Aero-towing of gliders continued to grow and would later become important during the Second World War, when gliders were used for troop movement.
Cartland retained some interest in aviation, meeting trans-oceanic pilot (and husband of Amy Johnson) Jim Mollison in November. This was not long before her interest in motor racing was piqued.
Cartland is an easy figure to mock and she did become prone to making rather silly pronouncements on what women should and should not do. However, this was in the future. It is after 1931 and its attendant drama that she settles into her familiar role as prolific churner-out of formulaic, chaste romantic novels. She also cornered a market in feminist-baiting etiquette manuals, featuring such wisdom as ‘Unless she is ill, a woman should get up and cook her husband’s breakfast before he goes to work in the morning’ and ‘It is very wrong for a woman to chatter with other women across the table unless it is on a subject likely to interest their male partners’.

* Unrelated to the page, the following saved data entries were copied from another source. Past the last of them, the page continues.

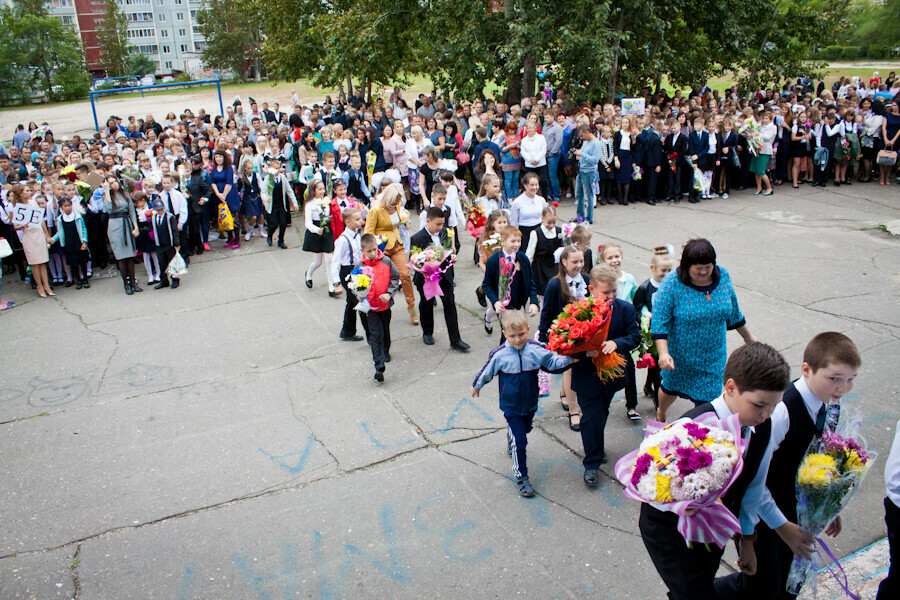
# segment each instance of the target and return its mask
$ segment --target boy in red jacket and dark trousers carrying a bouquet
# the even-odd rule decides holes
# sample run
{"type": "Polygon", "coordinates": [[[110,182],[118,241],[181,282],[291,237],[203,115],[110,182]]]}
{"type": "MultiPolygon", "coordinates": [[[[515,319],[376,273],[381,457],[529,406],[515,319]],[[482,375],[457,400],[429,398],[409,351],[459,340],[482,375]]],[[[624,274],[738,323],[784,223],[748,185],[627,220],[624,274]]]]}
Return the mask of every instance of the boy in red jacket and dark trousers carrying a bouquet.
{"type": "Polygon", "coordinates": [[[366,233],[359,241],[362,264],[372,268],[372,284],[366,298],[369,300],[369,346],[375,362],[375,381],[384,381],[384,365],[391,362],[391,306],[394,294],[400,288],[400,272],[390,258],[378,249],[378,240],[366,233]]]}

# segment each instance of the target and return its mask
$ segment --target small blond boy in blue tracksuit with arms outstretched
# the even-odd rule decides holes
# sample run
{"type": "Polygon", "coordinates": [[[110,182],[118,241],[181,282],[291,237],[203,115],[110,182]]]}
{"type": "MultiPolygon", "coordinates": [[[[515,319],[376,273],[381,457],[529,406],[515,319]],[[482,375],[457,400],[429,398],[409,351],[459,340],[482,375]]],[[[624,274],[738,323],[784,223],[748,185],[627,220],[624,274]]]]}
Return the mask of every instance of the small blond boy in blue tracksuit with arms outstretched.
{"type": "Polygon", "coordinates": [[[527,434],[531,431],[538,402],[538,371],[543,368],[551,373],[562,373],[572,366],[568,356],[557,356],[538,342],[528,339],[528,320],[520,310],[507,311],[503,315],[503,333],[506,343],[501,344],[488,358],[475,383],[472,397],[478,397],[481,388],[499,375],[500,410],[506,418],[506,437],[509,455],[513,459],[513,473],[519,494],[534,496],[534,488],[528,480],[525,458],[527,434]]]}

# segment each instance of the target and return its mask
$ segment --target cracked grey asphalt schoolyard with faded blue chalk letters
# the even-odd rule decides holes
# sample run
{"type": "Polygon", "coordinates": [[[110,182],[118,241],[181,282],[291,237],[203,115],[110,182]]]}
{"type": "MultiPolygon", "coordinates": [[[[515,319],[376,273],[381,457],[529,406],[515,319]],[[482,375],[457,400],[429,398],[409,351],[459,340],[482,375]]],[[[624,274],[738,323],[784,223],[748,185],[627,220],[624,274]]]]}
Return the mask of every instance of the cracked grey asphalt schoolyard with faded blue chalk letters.
{"type": "MultiPolygon", "coordinates": [[[[877,227],[898,218],[897,190],[602,207],[592,243],[620,242],[643,281],[654,246],[710,238],[751,329],[795,376],[810,337],[849,335],[864,361],[853,400],[886,457],[900,242],[877,227]]],[[[613,461],[590,491],[554,379],[529,437],[538,495],[516,494],[496,387],[468,397],[499,335],[481,325],[471,238],[456,301],[472,350],[449,348],[440,309],[427,347],[398,308],[376,386],[368,347],[338,340],[343,301],[321,272],[304,286],[295,224],[287,251],[213,242],[177,291],[125,296],[110,268],[90,290],[39,299],[5,278],[17,307],[0,314],[0,598],[664,597],[638,506],[612,476],[642,436],[621,394],[613,461]]],[[[837,556],[885,535],[882,465],[845,513],[837,556]]],[[[734,560],[729,548],[721,572],[734,560]]]]}

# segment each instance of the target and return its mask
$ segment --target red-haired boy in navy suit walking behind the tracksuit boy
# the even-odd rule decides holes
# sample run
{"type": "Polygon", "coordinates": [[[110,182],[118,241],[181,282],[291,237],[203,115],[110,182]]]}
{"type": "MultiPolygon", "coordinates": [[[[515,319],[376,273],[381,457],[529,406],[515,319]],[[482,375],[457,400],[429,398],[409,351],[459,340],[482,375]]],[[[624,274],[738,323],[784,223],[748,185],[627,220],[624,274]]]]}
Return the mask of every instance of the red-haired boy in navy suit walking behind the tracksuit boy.
{"type": "MultiPolygon", "coordinates": [[[[494,311],[503,322],[506,310],[524,309],[528,307],[528,316],[536,317],[538,313],[537,287],[528,256],[519,249],[522,247],[522,232],[517,227],[504,227],[500,230],[500,252],[494,252],[484,265],[484,280],[481,289],[494,307],[494,311]],[[501,261],[505,269],[513,271],[507,289],[500,289],[501,261]],[[501,298],[501,294],[503,297],[501,298]]],[[[500,335],[500,345],[506,336],[500,335]]]]}

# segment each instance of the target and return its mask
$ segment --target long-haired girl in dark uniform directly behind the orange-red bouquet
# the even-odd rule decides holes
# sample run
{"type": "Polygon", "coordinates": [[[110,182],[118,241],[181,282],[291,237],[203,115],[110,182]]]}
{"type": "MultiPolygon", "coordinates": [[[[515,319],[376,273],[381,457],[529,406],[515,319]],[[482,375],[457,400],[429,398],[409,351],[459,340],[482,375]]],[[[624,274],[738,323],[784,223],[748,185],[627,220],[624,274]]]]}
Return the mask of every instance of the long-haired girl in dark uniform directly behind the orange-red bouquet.
{"type": "MultiPolygon", "coordinates": [[[[538,341],[546,344],[549,339],[550,325],[563,311],[567,304],[577,302],[590,294],[588,285],[590,278],[584,273],[584,253],[578,246],[566,246],[559,255],[559,266],[556,275],[547,284],[544,292],[544,304],[541,310],[541,322],[538,326],[538,341]]],[[[578,398],[572,391],[572,371],[563,373],[561,398],[563,406],[569,413],[569,428],[581,431],[581,410],[578,398]]]]}

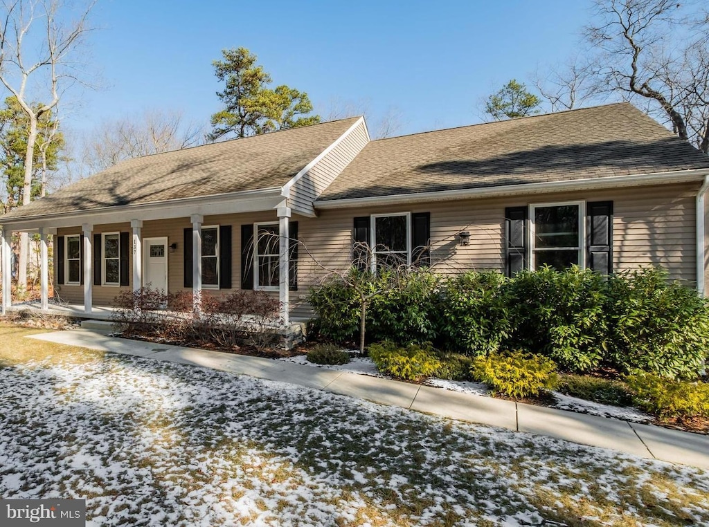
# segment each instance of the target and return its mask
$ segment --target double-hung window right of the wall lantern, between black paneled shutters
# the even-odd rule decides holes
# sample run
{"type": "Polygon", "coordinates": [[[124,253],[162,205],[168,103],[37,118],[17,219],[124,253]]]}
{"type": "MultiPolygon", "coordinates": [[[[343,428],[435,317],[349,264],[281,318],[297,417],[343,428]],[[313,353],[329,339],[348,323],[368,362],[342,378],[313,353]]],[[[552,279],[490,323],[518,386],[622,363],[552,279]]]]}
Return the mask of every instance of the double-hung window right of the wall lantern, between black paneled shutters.
{"type": "Polygon", "coordinates": [[[585,217],[583,201],[530,205],[531,268],[584,268],[585,217]]]}

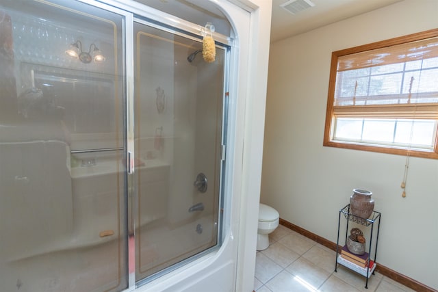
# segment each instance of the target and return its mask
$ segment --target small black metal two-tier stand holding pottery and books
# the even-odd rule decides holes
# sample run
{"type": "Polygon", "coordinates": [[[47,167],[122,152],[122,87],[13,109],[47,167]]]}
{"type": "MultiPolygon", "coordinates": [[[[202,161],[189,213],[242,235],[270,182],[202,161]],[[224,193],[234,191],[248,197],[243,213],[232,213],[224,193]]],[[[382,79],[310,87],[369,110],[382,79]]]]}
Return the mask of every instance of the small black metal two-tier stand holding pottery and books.
{"type": "MultiPolygon", "coordinates": [[[[365,277],[365,289],[368,289],[368,278],[370,278],[371,275],[374,275],[374,270],[376,269],[376,254],[377,254],[377,243],[378,243],[378,232],[380,230],[381,226],[381,213],[378,211],[372,211],[372,214],[369,218],[365,219],[362,217],[359,217],[357,215],[353,215],[350,213],[350,204],[346,205],[346,207],[339,210],[339,219],[337,222],[337,242],[336,242],[336,258],[335,258],[335,271],[337,272],[337,264],[344,265],[344,267],[347,267],[348,269],[351,269],[352,271],[356,271],[357,273],[361,274],[365,277]],[[370,257],[370,261],[368,261],[368,268],[366,271],[355,269],[355,264],[351,263],[351,265],[346,265],[344,261],[339,261],[339,258],[341,257],[341,252],[339,248],[339,231],[341,229],[341,215],[344,215],[345,219],[347,220],[346,225],[346,233],[345,233],[345,243],[347,242],[348,237],[348,223],[355,222],[357,224],[361,224],[362,226],[370,227],[370,241],[369,241],[369,250],[368,250],[368,256],[370,257]],[[371,256],[371,250],[372,250],[372,235],[374,231],[374,223],[377,222],[377,234],[376,234],[376,246],[374,248],[374,257],[371,256]],[[370,269],[370,262],[374,261],[374,266],[370,269]]],[[[350,264],[350,263],[349,263],[350,264]]],[[[357,266],[359,267],[359,266],[357,266]]]]}

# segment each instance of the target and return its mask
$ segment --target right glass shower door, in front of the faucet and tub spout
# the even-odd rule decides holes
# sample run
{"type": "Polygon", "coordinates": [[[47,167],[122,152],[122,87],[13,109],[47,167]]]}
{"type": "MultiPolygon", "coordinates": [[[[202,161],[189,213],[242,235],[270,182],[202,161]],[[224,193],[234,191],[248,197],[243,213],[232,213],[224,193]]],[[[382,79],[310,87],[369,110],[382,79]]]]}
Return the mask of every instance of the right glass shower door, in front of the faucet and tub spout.
{"type": "Polygon", "coordinates": [[[223,48],[134,23],[136,280],[218,245],[223,48]]]}

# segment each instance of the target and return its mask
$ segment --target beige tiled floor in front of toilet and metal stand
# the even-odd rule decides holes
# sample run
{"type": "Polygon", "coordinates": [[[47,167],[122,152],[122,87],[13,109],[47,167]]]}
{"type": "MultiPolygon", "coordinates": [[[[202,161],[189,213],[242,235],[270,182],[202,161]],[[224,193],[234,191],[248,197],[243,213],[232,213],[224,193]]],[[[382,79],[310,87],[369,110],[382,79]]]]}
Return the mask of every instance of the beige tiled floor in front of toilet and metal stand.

How does a lady glider enthusiast and over-eager society prankster become such a reactionary figure?
Social changes which swung women’s role back to a caring, supporting home-based one were several years in the future as the Second World War was only a distant threat in 1931. Could disappointment have played a part? Cartland’s Brooklands escapade was ridiculous and probably deserved the ire that rained down on it, but her glider project was relatively successful and sensible. Modern observers rightly point out the misconception that she flew gliders herself, but when newspapers of the time are consulted, she claims nothing of the sort, clearly stating that she intended to fly as a passenger in the tow aircraft.
They young Cartland was casting around looking for a niche in life. Had she taken a better approach to becoming a high-speed, high-flying Bright Young Thing, perhaps her life would have turned out very differently. Her later rejection of modern womanhood may have been shaped by that world’s rejection of her.